What is the volume of nitrogen that will be produced at stp from the decomposition of 9.60g of ammonium dioxonitrate(III)?

4 answers

how many moles of NH4NO2 is 9.60g?
you'll get that many moles of N2
each mole occupies 22.4L at stp
I. Ammonium dioxonitrate(III) solution - NH4NO2 readily decomposes slowly on slight warming at ordinary temperature to liberate nitrogen.
NH4NO2----N2+2H2O

Molar mass of NH4NO2=(14+4+14+32)=64g

64g of NH4NO2 at s.t.p produces 22.4dm^3
so therefore,
9.6g of NH4NO2 at s.t.p will produce = (9.6*22.4)/64=3.36dm^3 ( answer)
II. To calculate the number of mole of NH4NO2 of 9.6g, we first calculate the "molar mass" of the compound

Key Points

1. The molar mass is the mass of a given chemical element or chemical compound (g) divided by the amount of substance (mol).

OR

2. The molar mass of a compound can be calculated by adding the standard atomic masses (in g/mol) of the constituent atoms.

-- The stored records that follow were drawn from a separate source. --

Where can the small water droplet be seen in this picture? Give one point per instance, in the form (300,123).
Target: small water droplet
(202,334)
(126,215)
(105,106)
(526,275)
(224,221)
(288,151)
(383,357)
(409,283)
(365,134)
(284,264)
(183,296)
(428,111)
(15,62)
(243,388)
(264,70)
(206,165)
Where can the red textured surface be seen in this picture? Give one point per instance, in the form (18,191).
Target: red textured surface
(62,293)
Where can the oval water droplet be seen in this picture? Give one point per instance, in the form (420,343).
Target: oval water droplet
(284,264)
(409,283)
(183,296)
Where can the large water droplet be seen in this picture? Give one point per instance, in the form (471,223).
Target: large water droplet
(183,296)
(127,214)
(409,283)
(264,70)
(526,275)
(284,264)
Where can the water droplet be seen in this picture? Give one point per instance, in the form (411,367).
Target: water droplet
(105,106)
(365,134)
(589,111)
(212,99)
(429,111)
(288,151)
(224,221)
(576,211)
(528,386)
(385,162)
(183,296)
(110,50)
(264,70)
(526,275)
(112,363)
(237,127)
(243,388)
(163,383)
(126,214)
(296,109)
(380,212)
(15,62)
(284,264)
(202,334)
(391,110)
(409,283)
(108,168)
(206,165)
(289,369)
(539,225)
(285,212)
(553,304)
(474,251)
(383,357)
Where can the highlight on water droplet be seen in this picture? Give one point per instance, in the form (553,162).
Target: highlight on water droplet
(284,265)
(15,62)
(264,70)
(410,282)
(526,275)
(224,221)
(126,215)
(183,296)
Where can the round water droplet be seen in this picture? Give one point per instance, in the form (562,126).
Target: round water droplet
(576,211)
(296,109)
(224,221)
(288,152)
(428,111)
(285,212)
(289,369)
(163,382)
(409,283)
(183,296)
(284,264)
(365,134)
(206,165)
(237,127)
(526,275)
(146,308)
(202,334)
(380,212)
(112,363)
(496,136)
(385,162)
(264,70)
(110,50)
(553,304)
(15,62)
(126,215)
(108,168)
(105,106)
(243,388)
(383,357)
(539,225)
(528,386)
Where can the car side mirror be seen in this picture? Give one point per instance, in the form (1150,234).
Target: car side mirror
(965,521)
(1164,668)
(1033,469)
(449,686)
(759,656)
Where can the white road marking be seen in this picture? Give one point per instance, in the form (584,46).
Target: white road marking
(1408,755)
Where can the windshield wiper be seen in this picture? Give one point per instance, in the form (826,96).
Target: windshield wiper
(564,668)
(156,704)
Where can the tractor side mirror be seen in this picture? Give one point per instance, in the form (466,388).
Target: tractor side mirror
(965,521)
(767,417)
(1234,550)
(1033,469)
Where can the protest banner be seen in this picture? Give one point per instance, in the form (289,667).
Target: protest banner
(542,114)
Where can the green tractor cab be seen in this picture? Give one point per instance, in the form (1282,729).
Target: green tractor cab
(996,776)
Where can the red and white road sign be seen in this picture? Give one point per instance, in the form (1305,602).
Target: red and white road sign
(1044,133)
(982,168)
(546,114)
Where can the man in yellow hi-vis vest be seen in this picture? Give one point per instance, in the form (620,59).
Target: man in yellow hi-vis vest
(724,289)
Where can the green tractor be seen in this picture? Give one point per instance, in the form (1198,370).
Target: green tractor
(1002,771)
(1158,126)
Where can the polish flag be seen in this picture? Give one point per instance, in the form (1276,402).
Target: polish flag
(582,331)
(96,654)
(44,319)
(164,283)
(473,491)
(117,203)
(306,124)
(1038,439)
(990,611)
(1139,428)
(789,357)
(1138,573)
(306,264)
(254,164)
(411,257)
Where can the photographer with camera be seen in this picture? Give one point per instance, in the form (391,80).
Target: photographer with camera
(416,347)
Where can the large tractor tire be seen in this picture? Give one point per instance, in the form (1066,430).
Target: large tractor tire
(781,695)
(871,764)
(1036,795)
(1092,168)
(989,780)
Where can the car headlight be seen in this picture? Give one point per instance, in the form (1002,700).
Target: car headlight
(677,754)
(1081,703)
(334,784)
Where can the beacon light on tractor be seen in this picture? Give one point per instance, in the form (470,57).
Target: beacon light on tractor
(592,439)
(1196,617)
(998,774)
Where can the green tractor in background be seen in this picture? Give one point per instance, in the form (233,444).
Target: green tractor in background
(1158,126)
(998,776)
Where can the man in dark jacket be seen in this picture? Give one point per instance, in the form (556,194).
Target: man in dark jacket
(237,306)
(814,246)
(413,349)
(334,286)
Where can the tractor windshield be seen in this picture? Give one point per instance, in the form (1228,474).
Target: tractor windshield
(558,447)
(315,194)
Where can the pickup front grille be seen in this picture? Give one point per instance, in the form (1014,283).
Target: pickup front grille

Since we are to find the number of mole of NH4NO2, we go with number 2

where;
Mass number of Nitrogen (N)=14g
Mass number of Hydrogen (H)= 1g
Mass number of Oxygen (O)=16g

so therefore,
Molar mass of NH4NO2=14+(1*4)+14+(16*2)=64g

NOTE: 1 mole of a substance=22.4dm^3 or 22.4L

So therefore,
NH4NO2 contains 1 mole which is = 22.4L

Finally,
64g of NH4NO2 contains 1 mole
Therefore, 9.60g of NH4NO2 contains = (9.60*1)/64=0.15 mole (answer)
oops vek Tor--
Obviously you didn't mean this.
"So therefore,
NH4NO2 contains 1 mole which is = 22.4L"
NH4NO2 is a solid and the bit about 22.4L/mol is for a gas @ STP.